Footnote 1 Although Gillespie alleges in her brief that she requested a continuance and made the trial court “fully aware of the fact that the only mailing she received, four days before the hearing, was the mailing sent via regular mail,” we do not have before us any written motion for continuance or the reporter's record from the hearing to substantiate her claims.
Footnote 2 We recognize Gillespie is a pro se appellant; however, pro se litigants are held to the same standards as licensed attorneys and must comply with all applicable laws and rules of procedure. Hope's Fin. Mgmt. v. Chase Manhattan Mortgage Corp., 172 S.W.3d 105, 107 (Tex. App.-Dallas 2005, pet. denied). Thus, on appeal the pro se appellant must properly present her case. Decker v. Dunbar, 200 S.W.3d 807, 809 (Tex. App.-Texarkana 2006, pet. denied).
Footnote 3 The affidavit specifically states it is made “for the purpose of declaring the incidents of statutory and contractual compliance of the entity or entities set forth herein. . . .”
. . .
 
 
3. . . . [P]roper notice was sent prior to the acceleration of the Debt. All obligations and duties of the Mortgagee or the Mortgage Servicer were performed in the manner required by law and all notices were served on the Debtor at the Debtor's last known address as shown by the records of the Mortgagee or the Mortgage Servicer prior to acceleration of the debt.
 
 
 
4. I, . . ., did, at least twenty-one days preceding JULY 5, 2005, the date of the sale made by the Trustee, serve written notice of the proposed sale, by certified mail, on each debtor obligated to pay such indebtedness according to the records of the Mortgagee or the Mortgage Servicer, by depositing a copy of the Notice of Non-Judicial Foreclosure Sale (“Notice of Sale”), enclosed in a postage prepaid wrapper, properly addressed to each such debtor at such debtor's most recent address as shown by the records, . . . , in a post office or official depository under the care and control of the United States Postal Service; and further did at least twenty-one (21) days preceding the date of said sale cause to have posted a signed copy of the Notice of Sale at the Courthouse door of the county courthouse of DALLAS county, Texas . . . . Further: said foreclosure sale began no later than three (3) hours after the earliest time set forth in the Notice of Sale and was held in the area specified in the Notice of Sale.

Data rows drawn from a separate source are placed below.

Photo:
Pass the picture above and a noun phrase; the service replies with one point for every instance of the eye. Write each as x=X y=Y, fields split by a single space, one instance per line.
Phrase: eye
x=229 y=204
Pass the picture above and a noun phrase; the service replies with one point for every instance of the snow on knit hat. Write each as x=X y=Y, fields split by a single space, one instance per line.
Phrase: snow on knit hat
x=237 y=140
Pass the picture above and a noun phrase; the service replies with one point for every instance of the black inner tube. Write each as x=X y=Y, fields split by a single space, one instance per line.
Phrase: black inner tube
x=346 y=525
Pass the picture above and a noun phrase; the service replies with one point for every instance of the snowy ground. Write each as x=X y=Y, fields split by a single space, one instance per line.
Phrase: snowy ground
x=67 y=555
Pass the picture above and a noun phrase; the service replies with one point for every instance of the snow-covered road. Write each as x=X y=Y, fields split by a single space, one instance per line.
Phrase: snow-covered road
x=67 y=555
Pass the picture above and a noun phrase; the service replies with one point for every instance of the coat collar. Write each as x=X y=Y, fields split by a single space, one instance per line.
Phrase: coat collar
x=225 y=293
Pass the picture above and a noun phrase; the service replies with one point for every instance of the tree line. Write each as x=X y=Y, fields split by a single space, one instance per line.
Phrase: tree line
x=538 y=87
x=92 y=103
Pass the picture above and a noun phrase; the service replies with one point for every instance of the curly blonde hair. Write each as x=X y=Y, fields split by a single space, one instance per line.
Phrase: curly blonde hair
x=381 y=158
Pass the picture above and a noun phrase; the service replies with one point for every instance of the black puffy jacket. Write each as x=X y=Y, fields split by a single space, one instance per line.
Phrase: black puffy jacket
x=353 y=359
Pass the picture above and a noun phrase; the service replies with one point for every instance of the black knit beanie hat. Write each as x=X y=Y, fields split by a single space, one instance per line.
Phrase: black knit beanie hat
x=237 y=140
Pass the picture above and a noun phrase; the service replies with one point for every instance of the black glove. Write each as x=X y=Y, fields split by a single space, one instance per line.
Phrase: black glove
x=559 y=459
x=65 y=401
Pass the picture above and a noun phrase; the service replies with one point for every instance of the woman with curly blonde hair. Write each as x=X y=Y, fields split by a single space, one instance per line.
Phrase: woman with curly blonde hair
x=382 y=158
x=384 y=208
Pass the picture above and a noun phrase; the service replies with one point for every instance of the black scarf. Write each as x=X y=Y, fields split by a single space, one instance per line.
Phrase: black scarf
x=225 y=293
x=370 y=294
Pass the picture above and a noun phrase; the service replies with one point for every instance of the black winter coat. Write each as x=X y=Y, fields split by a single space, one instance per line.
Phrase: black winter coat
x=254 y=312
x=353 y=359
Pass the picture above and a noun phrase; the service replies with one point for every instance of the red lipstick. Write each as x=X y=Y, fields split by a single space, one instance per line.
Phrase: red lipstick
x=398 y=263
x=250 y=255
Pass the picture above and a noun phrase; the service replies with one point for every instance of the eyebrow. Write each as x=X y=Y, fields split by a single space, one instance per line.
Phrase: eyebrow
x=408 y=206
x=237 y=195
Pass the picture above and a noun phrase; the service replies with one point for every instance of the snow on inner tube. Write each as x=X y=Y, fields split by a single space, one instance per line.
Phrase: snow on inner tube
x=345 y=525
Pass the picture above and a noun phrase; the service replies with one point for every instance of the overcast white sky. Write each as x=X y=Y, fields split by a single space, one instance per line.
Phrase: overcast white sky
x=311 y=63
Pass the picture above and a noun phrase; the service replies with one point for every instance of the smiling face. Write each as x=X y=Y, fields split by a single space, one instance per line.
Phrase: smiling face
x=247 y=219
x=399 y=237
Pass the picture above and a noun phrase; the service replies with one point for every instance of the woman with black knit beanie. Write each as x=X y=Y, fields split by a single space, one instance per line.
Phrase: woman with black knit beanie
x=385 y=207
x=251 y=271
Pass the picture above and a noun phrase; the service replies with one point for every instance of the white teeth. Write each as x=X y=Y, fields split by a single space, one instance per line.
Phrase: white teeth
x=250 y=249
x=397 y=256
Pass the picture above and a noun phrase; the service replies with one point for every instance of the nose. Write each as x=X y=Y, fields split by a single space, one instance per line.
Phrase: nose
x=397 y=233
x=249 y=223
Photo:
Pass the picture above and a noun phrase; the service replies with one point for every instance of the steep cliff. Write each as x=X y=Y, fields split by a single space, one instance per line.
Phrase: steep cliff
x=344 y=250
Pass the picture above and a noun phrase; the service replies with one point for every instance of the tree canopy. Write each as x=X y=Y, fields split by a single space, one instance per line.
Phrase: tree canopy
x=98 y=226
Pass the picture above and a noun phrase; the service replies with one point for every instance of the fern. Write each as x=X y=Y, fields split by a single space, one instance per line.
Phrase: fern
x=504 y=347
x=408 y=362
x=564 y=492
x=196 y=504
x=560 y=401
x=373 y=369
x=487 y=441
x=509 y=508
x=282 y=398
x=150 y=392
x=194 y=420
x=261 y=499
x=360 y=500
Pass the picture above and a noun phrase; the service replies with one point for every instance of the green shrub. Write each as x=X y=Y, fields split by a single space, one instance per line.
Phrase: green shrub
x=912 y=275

Footnote 4 Although Gillespie alleged the certified mail receipts attached to Midland's notices are “blatant forgeries,” she failed to object to any of Midland's evidence prior to or during the summary judgment hearing. Cantu v. Horany, 195 S.W.3d 867, 871 (Tex. App.-Dallas 2006, no pet.) (noting as a prerequisite to presenting a complaint for review, the record must show a timely objection was made to the trial court). Because she failed to properly preserve any alleged argument regarding forged documents, we do not consider it on appeal. Tex. R. App. P. 33.1(a).